The procedural problems in the matter of properly filing municipal liens are brought in bold relief by these cases. In spite of what appears to be a diligent effort of competent counsel of both appellant and appellees to put these cases in shape for a prompt determination, and the thoughtful consideration by the able court below, we must reverse the decision of the court below and remand the cases for further proceedings.

*571As alleged in the statement of claim, pursuant to appropriate steps taken under the Act of May 16, 1923, P. L. 207, as amended (the Act), 53 P.S. §7101 et seq., the appellant notified appellees on February 17, 1970, of the assessment of the costs of construction of a sanitary sewer construction abutting their property. On July 14,1970, based on the statement of claim, the Prothonotary of Northampton County was directed to enter the claim. The amount of the levy and assessment in an American Land, Inc. case which was typical was:

721.29 feet of house sewer frontage at

$6.00 per foot front............ $4,327.74

Paid on installment basis.......... None

5% Collection Fee................ $ 216.39

Lien costs ....................... $ 40.00

Prothonotary’s Filing Costs ....... $ 5.00

Total amount of claim ......... $4,589.13

With interest at 6% from April 17, 1970 ...................

This was followed by a motion to strike off lien filed by appellees and preliminary objections to this motion to strike filed by appellant.

Recognizing the procedural confusion created by these pleadings, the attorneys stipulated that these pleadings be considered removed from the record.

This stipulation was followed by appellees filing a notice upon claimant to issue writ of scire facias. The writ was issued and appellees promptly filed preliminary objections to scire facias sur municipal claim raising two questions: (1) the sufficiency of the description of the premises against which the claim is made; (2) the claim includes an item of $40 lien costs without specifying the nature and character thereof and a 5% collection fee.

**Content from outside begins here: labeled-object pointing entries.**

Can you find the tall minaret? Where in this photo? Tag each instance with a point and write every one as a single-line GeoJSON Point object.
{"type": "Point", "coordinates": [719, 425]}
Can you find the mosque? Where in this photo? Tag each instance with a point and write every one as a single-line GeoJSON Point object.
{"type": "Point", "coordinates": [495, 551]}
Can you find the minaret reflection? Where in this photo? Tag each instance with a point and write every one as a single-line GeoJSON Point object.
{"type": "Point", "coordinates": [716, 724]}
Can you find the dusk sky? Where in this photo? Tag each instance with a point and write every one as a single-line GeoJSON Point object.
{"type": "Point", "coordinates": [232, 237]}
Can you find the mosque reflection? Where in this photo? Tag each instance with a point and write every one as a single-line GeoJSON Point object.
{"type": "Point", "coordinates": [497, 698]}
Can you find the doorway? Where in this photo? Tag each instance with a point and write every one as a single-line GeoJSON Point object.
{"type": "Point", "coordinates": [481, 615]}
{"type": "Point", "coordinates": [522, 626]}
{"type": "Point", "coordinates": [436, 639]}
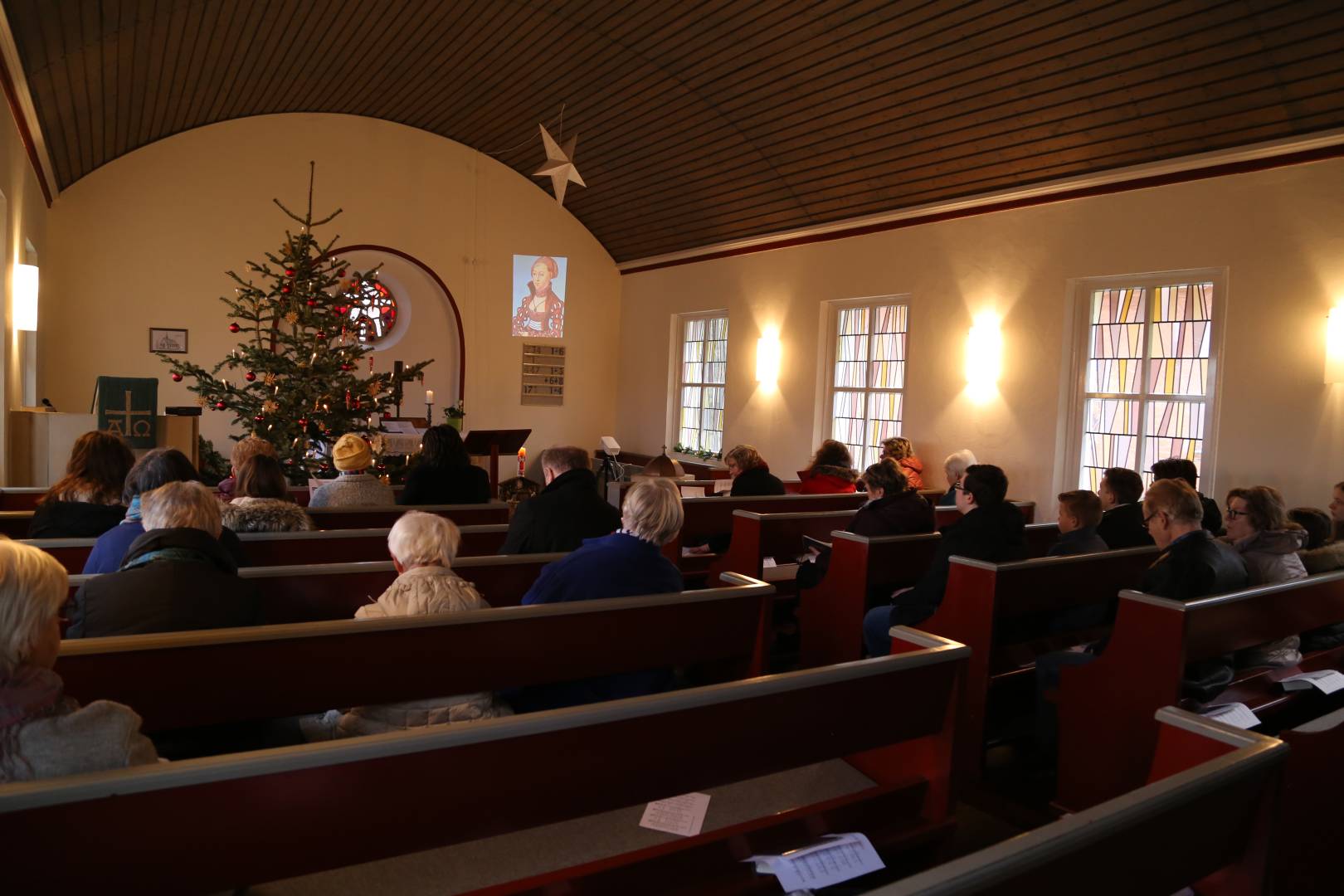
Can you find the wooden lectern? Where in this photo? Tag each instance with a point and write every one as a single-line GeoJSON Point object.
{"type": "Point", "coordinates": [494, 442]}
{"type": "Point", "coordinates": [42, 440]}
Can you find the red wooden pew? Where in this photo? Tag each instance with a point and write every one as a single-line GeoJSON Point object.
{"type": "Point", "coordinates": [1010, 613]}
{"type": "Point", "coordinates": [173, 680]}
{"type": "Point", "coordinates": [1105, 728]}
{"type": "Point", "coordinates": [231, 821]}
{"type": "Point", "coordinates": [830, 616]}
{"type": "Point", "coordinates": [1203, 816]}
{"type": "Point", "coordinates": [296, 548]}
{"type": "Point", "coordinates": [335, 590]}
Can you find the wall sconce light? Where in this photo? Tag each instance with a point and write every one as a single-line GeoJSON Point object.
{"type": "Point", "coordinates": [984, 353]}
{"type": "Point", "coordinates": [1335, 344]}
{"type": "Point", "coordinates": [26, 297]}
{"type": "Point", "coordinates": [767, 359]}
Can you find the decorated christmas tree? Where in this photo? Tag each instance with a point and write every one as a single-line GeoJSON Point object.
{"type": "Point", "coordinates": [295, 377]}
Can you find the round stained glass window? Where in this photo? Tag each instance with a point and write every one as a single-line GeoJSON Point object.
{"type": "Point", "coordinates": [373, 312]}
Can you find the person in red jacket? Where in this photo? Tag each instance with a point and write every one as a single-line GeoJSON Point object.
{"type": "Point", "coordinates": [902, 450]}
{"type": "Point", "coordinates": [830, 470]}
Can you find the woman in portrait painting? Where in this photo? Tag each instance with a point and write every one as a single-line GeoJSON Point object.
{"type": "Point", "coordinates": [541, 312]}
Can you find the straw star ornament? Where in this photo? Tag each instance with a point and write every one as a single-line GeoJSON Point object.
{"type": "Point", "coordinates": [559, 164]}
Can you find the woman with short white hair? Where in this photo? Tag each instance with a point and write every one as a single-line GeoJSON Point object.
{"type": "Point", "coordinates": [626, 563]}
{"type": "Point", "coordinates": [43, 733]}
{"type": "Point", "coordinates": [177, 577]}
{"type": "Point", "coordinates": [424, 547]}
{"type": "Point", "coordinates": [955, 468]}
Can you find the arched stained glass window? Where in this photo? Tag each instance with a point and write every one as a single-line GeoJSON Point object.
{"type": "Point", "coordinates": [373, 310]}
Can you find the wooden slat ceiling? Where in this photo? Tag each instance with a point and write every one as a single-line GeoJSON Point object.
{"type": "Point", "coordinates": [704, 121]}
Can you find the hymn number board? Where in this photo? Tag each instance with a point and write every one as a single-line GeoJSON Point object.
{"type": "Point", "coordinates": [543, 373]}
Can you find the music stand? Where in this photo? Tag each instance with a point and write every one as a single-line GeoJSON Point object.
{"type": "Point", "coordinates": [494, 442]}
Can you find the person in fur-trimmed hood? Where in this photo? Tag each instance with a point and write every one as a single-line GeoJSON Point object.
{"type": "Point", "coordinates": [261, 504]}
{"type": "Point", "coordinates": [830, 470]}
{"type": "Point", "coordinates": [424, 547]}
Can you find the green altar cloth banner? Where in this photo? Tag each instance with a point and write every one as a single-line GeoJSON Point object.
{"type": "Point", "coordinates": [128, 407]}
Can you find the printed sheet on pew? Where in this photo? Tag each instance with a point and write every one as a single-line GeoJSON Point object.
{"type": "Point", "coordinates": [836, 859]}
{"type": "Point", "coordinates": [682, 815]}
{"type": "Point", "coordinates": [1326, 680]}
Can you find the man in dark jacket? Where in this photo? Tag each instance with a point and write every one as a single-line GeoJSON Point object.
{"type": "Point", "coordinates": [1079, 512]}
{"type": "Point", "coordinates": [1122, 519]}
{"type": "Point", "coordinates": [1177, 468]}
{"type": "Point", "coordinates": [177, 577]}
{"type": "Point", "coordinates": [567, 511]}
{"type": "Point", "coordinates": [893, 508]}
{"type": "Point", "coordinates": [990, 529]}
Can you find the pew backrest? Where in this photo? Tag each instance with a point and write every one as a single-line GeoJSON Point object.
{"type": "Point", "coordinates": [1207, 813]}
{"type": "Point", "coordinates": [616, 754]}
{"type": "Point", "coordinates": [830, 614]}
{"type": "Point", "coordinates": [1105, 707]}
{"type": "Point", "coordinates": [335, 590]}
{"type": "Point", "coordinates": [173, 680]}
{"type": "Point", "coordinates": [295, 548]}
{"type": "Point", "coordinates": [381, 518]}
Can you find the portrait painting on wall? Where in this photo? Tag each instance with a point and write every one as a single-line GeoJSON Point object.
{"type": "Point", "coordinates": [538, 299]}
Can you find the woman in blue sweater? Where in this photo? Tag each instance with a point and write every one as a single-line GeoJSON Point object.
{"type": "Point", "coordinates": [626, 563]}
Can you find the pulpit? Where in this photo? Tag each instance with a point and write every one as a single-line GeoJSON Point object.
{"type": "Point", "coordinates": [42, 440]}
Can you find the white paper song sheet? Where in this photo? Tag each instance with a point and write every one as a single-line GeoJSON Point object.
{"type": "Point", "coordinates": [676, 816]}
{"type": "Point", "coordinates": [1328, 681]}
{"type": "Point", "coordinates": [1233, 713]}
{"type": "Point", "coordinates": [836, 859]}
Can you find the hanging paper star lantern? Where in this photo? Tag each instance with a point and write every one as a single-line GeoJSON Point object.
{"type": "Point", "coordinates": [559, 164]}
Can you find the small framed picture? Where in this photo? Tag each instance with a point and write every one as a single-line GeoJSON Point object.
{"type": "Point", "coordinates": [167, 340]}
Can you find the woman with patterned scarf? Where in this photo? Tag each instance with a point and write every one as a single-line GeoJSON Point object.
{"type": "Point", "coordinates": [43, 733]}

*572The lower court properly assessed the question before it as being whether the municipal claim avers upon its face all the facts necessary to sustain its validity. Latrobe Borough v. Austraw, 157 Pa. Superior Ct. 643, 43 A. 2d 612 (1945).

The lower court properly ruled that the sufficiency of the description to identify the property is a question of fact to be determined after an answer is filed. See Latrobe Borough v. Austraw, supra, and New Kensington v. Gardner, 372 Pa. 72, 92 A. 2d 685 (1952). If the property described includes more than the law allows, as Judge Williams properly points out, the Act, in Sections 11 and 13, 53 P.S. §7110 and §7145, provides the Court with authority, prior to entering judgment, based on the evidence offered, to limit the lien to the proper property.

Where we disagree with the court below is when, based on the pleadings alone, he finds that the items 5% collection fees and the lien costs of $40 must be stricken. The lower court reasoned that the 5% collection fee was prematurely entered because Sections 19 and 20 of the Act, 53 P.S. §7187, §7271, provide that this be done only after the validity of the main claim is determined either by default or trial. We do not so restrietively interpret these sections. Otherwise, as pointed out by appellant, the appellees could effectively forestall the collection of these items by paying the claim after it is filed, but before judgment is taken. The court appears to have found the allegations sufficient to support the claim for collection fees for they are stricken only “until such time as plaintiff is entitled to enter judgment upon the writ of Scire Facias.”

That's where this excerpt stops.